Mar 18, 11 | by: Bruce Smith
Pickup tow ratings, towing and liability issues
Pickup tow ratings—and what they really mean when it comes to liability issues and your business
By Bruce W. Smith
“No matter what hitch, suspension, brake, cooling, or engine upgrades you make to your pickup, its towing and load-carrying limits can’t change once it leaves the assembly line.”
It’s a few minutes past 6 a.m. and your crew has to be at the jobsite in an hour. The guys are grabbing snacks and filling the ice chest with drinks and ice while you top off the fuel tanks on your dually and the compact loader on the trailer.
Your new four-door diesel 4×4 is a dream pickup; comfortable, roomy, and powerful.
In fact, with a towing capacity of more than 16,000 pounds it’ll more than meet any needs for your construction and landscaping business.
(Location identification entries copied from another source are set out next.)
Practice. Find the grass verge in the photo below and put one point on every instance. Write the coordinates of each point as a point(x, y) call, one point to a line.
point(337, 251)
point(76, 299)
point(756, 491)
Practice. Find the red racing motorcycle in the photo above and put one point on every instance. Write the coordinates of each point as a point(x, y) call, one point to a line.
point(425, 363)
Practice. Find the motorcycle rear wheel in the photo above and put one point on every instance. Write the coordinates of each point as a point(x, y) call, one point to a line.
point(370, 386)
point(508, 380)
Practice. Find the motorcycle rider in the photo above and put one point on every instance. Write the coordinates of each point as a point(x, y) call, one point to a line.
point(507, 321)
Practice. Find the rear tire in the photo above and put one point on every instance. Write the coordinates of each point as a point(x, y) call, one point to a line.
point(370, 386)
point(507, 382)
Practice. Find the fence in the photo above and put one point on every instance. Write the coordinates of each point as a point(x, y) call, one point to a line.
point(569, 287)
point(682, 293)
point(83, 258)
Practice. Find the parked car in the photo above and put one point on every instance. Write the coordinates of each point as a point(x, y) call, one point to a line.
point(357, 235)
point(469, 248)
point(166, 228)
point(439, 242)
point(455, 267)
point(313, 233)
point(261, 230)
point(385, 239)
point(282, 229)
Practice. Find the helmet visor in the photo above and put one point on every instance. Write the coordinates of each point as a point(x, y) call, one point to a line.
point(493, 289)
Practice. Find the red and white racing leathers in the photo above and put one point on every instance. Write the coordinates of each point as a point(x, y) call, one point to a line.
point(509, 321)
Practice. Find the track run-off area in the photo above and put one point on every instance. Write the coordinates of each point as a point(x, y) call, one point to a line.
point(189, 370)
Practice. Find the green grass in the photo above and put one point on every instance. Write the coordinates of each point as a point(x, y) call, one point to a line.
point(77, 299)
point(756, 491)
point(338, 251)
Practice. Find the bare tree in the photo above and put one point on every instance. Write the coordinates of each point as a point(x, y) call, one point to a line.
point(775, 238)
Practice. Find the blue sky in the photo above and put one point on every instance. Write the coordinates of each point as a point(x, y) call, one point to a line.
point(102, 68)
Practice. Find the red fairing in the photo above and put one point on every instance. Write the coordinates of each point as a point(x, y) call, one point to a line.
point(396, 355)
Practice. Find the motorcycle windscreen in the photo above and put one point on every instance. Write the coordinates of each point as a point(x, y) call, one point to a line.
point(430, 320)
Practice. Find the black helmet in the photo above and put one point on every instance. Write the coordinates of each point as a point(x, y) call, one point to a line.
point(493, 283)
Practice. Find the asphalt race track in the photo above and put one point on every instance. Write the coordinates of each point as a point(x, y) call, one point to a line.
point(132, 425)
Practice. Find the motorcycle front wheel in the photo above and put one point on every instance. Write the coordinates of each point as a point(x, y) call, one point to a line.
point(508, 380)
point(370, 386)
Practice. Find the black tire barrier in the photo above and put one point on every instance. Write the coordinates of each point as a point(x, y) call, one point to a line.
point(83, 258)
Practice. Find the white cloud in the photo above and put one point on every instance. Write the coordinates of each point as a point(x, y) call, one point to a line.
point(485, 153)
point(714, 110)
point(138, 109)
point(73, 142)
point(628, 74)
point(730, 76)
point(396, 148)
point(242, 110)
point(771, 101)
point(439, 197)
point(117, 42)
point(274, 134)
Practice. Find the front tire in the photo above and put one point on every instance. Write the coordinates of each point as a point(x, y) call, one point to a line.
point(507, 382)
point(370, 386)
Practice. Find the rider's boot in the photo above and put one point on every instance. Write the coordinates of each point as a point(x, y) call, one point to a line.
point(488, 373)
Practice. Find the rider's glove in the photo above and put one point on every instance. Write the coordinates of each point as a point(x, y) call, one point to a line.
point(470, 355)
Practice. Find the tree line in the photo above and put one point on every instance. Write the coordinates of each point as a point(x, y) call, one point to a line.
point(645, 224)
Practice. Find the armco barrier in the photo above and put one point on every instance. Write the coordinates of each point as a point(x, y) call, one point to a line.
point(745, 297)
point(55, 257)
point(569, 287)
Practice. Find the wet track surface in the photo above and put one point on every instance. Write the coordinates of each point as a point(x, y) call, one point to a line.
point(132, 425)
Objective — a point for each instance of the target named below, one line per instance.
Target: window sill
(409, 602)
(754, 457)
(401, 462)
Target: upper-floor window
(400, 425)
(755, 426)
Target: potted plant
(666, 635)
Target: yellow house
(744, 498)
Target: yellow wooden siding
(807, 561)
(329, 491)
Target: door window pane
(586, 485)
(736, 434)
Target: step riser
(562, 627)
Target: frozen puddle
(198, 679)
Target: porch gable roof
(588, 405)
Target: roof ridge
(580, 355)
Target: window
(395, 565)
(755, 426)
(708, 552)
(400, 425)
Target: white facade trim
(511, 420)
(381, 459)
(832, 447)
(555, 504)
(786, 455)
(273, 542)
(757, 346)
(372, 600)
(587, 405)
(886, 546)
The little loader you’re towing today, which weighs just a little more than 8,800 pounds, is an easy tow.
You replace the fuel cap, check the hitch to make sure the safety chains are in place and the latch on the hitch ball locked, and head out on the road.
Now imagine being in an accident on the way to the jobsite. There are injuries in both vehicles. To your horror, a lawsuit ensues and you are subsequently found liable for a multi-million-dollar judgment to the injured people.
The reason: Negligent operation of your pickup by towing beyond its maximum towing capacity.
UNDERSTANDING TOW RATINGS
How can pulling a trailered load thousands of pounds lighter than your truck’s maximum towing capacity be wrong? Never happen.
Don’t bet your business on it: The above scenario is an all too real possibility.
Even though you thought your new heavy-duty diesel dually could tow 16,000 pounds, one small detail noted in the owner’s manual was missed: the difference between “weight-carrying” and “weight-distributing” towing limits.
Weight-carrying, or towing in the conventional mode as it’s commonly referred to, means the trailer is hooked to a tow ball or pintle setup attached directly to the hitch mounted on truck’s frame as it comes equipped from the factory.
Weight-distributing, however, is when the trailer is attached to a special weight-distributing (load equalizing) hitch with its spring bars and adjusting chains in use – a setup commonly used when towing travel trailers.
The differences between weight-carrying and weight-distributing hitch setups are worlds apart when it comes to maximum towing capacity: While weight-carrying limits range between 5,000 and 8,500 pounds for heavy duty pickups, weight-distributing ratings can top 18,000 pounds.
In the above scenario, your dually’s maximum weight-carrying capacity was 6,000 pounds rather than the 10,000-pounds-plus being towed at the time of the accident. Such an oversight can be costly in court.
Another often-missed towing caveat in the vehicle owner’s manual is the necessity to use a “sway-control device” on all towed loads beyond a certain weight. Again, this equates to using a weight-distributing hitch, which is a sway-control device.